Improving diversity efforts within the company as well as in its target markets will increase business performance and revenue because employees will be more familiar with the demographic they are serving — targeted development options can help to facilitate this customized client engagement. “You have to have people who know your target market,” he said. “You have to have parity between your workforce and the markets that you want penetration in.”
But one of the underlying discoveries of the study is the importance of communication, Davis said. Executives should regularly interact with the customer-facing functions of a business, so they know the consumer preferences of their target market. From there, companies can make talent and business decisions that better reflect customer needs. More communication between employees who manage day-to-day operations and senior executives also will develop cooperation within the company and customer satisfaction without, he said.
The definition of diversity changes in different cultures, so global companies also must adapt their approach to leadership development depending on the workforce they are collaborating with.

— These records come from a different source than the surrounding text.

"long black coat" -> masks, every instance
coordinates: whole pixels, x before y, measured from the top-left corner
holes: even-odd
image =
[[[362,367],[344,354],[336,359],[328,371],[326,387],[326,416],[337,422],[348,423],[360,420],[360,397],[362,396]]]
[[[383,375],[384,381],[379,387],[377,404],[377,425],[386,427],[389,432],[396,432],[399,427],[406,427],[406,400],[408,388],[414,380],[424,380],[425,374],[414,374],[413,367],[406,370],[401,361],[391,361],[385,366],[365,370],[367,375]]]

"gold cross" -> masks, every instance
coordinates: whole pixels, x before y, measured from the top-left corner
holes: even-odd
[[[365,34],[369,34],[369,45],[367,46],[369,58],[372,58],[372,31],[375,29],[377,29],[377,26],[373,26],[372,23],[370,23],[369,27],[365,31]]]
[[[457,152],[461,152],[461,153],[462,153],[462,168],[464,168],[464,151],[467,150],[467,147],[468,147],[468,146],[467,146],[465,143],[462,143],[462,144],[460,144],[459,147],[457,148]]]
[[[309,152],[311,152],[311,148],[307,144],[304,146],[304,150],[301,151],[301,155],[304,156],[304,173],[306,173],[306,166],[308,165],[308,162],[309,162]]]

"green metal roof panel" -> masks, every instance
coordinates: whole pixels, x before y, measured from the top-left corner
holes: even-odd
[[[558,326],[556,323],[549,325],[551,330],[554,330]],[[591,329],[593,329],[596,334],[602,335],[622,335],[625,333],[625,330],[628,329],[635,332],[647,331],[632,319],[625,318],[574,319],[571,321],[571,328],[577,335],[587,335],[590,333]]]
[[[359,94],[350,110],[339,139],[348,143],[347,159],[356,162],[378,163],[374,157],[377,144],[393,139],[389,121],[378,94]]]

It is imperative for executives to communicate with these branches — instead of implementing one policy for the whole company — Davis said, because different workforces respond to policies uniquely.
To motivate business leaders to sustain diversity-centric training, executives should think of diversity goals in terms of business goals, such as market penetration or talent benchmarks to achieve. “Leaders respond well to that,” he said. “They will reach out to diversity programs to help them to achieve this business goal.”
High-performance organizations — classified in the study using a market index — are 2.5 times “more effective at leveraging diversity for business outcomes” and more likely to engage in behaviors that implement the study’s four key findings.
“It’s just something you have to do,” Davis said. “Most companies have learned to accept that, and it’s really only the laggards that don’t already follow that.”